While Guyana’s oil industry has boomed, Venezuela’s has plummeted. Venezuela has the world’s largest proven crude reserves, but its oil industry has been crippled by years of mismanagement and economic sanctions imposed on the state-owned oil company following President Nicolás Maduro’s re-election in 2018, which was widely considered fraudulent.

Venezuela’s National Assembly has not released the text of the law it will use to try to enforce the referendum results. But a portion lawmakers discussed Thursday would ban local and foreign companies from operating in Venezuela if they also do business in Guyana.

Why is Maduro interested in Essequibo now?

For Maduro and his ruling party, the Essequibo dispute is an opportunity to drum up internal support and to distract Venezuelans from U.S. pressure to release political prisoners and wrongfully detained Americans as well as to guarantee free and fair conditions in next year’s presidential election.

Before the Dec. 3 referendum, Venezuelans were bombarded for weeks with Essequibo-themed music, nationally televised history lessons, murals, rallies and social media content.

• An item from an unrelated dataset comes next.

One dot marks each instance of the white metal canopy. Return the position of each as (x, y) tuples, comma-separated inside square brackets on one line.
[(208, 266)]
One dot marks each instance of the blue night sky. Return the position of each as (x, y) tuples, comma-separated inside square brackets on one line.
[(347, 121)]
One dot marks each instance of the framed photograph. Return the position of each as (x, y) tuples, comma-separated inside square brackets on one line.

That appears to have backfired.

The government claims about 10.5 million people — just over half of eligible voters — cast ballots. It says voters approved rejecting “by all means” the 1899 boundary, turning Essequibo into a state, giving area residents Venezuelan citizenship and rejecting the U.N. court’s jurisdiction over the dispute. But Associated Press journalists and witnesses at voting centers said the long lines typical of Venezuelan elections never formed.

What’s next?

Maduro’s government on Saturday announced in a statement it had accepted a proposal “to hold a high-level meeting” with Guyana to preserve its “aspiration to maintain Latin America and the Caribbean as a zone of peace, without interference from external actors.”

Maduro “received” the proposal in conversations with Brazil President Luiz Inácio Lula da Silva and Saint Vincent and the Grenadines Prime Minister Ralph Gonsalves, according to the statement. Gonsalves in a letter to Maduro and Guyana President Irfaan Ali expressed an “urgent need to de-escalate the conflict” and said both presidents have agreed to meet Thursday in his Caribbean country.

Meanwhile, international security firm Global Guardian expects Venezuela to gradually ramp up tensions and go as far as conducting naval exercises near Guyana, said Zev Faintuch, a senior intelligence analyst at the firm.

“We might even see some sort of very small scale, cross-border activity,” he said, adding that he expects activities to escalate until elections are held in Venezuela. “Maduro’s interest is to get himself reelected and get some more of his oil onto oil markets.”

He said that it would be nearly impossible to invade the entire Essequibo region, which is vast, lacks roads and is sparsely populated.

Guyanan Vice President Bharrat Jagdeo on Thursday urged oil companies that have concessions near the Essequibo region to ignore Maduro’s comments and actions and warned Guyana would take any necessary steps to protect its sovereignty.

“Any attempts by his state oil firms or state corporations to explore for petroleum in our area will be viewed as an intrusion by Guyana,” Jagdeo said. “If (Maduro) believes that belligerence and threatening Guyana will lead to the desired bilateral conversations, he is profoundly incorrect.”

The U.N. Security Council held an emergency, private meeting on the issue Friday as world leaders and international organizations backed Guyana. Separately, members of a regional trade bloc known as Caricom also called a closed-door meeting Friday to talk about the dispute.

The Organization of American States said in a statement that the 1899 boundary is “in force and legally binding on all parties under international law.” It also accused Maduro’s government of taking an “aggressive stance” and of “continuing to take and promote unlawful actions against Guyana.”

The organization added that it was profoundly worried about the situation, “which has escalated to a point of significant concern for regional security and constitutes a matter that threatens the stability and territorial sovereignty within our hemisphere.”